Greenfield Reduction. Every senior developer has experienced that day where they're assigned an urgent bug, spend the entire day tracking down its cause, before eventually discovering that the problem is resolved by changing a single line of code. In contrast, even junior developers have experienced days where, in the course of roughing out a new feature, they "write" 500 lines of code in a couple hours (quotes since much of that code is often copy/pasted boilerplate). The concept of a "greenfield reduction," which is implemented by both GitClear and Pluralsight Flow, is that adding or deleting a large swath of LoC over a short time window reflects considerably less value per line than changing a single line of code that hadn't been touched in years.

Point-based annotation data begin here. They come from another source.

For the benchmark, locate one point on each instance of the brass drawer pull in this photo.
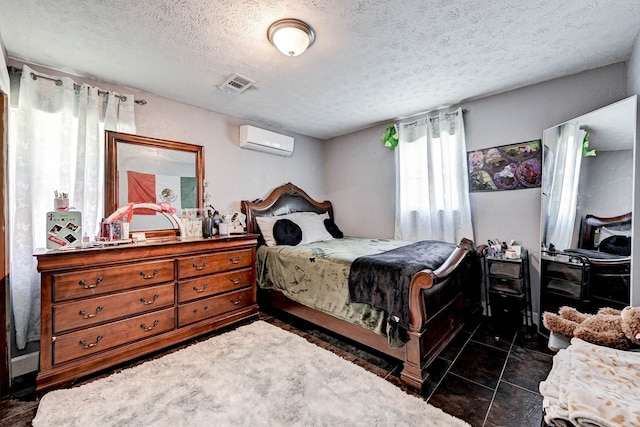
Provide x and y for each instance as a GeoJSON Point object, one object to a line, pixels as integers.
{"type": "Point", "coordinates": [83, 283]}
{"type": "Point", "coordinates": [145, 302]}
{"type": "Point", "coordinates": [150, 328]}
{"type": "Point", "coordinates": [198, 290]}
{"type": "Point", "coordinates": [84, 314]}
{"type": "Point", "coordinates": [84, 344]}
{"type": "Point", "coordinates": [197, 267]}
{"type": "Point", "coordinates": [236, 282]}
{"type": "Point", "coordinates": [144, 275]}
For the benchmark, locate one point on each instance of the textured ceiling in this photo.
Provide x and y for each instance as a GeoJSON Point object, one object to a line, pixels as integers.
{"type": "Point", "coordinates": [372, 61]}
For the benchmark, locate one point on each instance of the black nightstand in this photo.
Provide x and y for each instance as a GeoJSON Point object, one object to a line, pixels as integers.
{"type": "Point", "coordinates": [508, 290]}
{"type": "Point", "coordinates": [564, 280]}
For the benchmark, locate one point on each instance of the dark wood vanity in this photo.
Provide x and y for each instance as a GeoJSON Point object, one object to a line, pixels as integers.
{"type": "Point", "coordinates": [105, 306]}
{"type": "Point", "coordinates": [588, 270]}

Churn Discount. Related to the Greenfield Reduction, "Churn Discount" describes the various techniques used by Pluralsight Flow and GitClear to reduce the value attributed to a newly committed LoC that was last committed within the past couple days. This discount reflects the typical working mode of developers forging a new feature: quickly write the "roughed out" implementation for debugging, then continually revise that hot mess until it's submitted as a pull request.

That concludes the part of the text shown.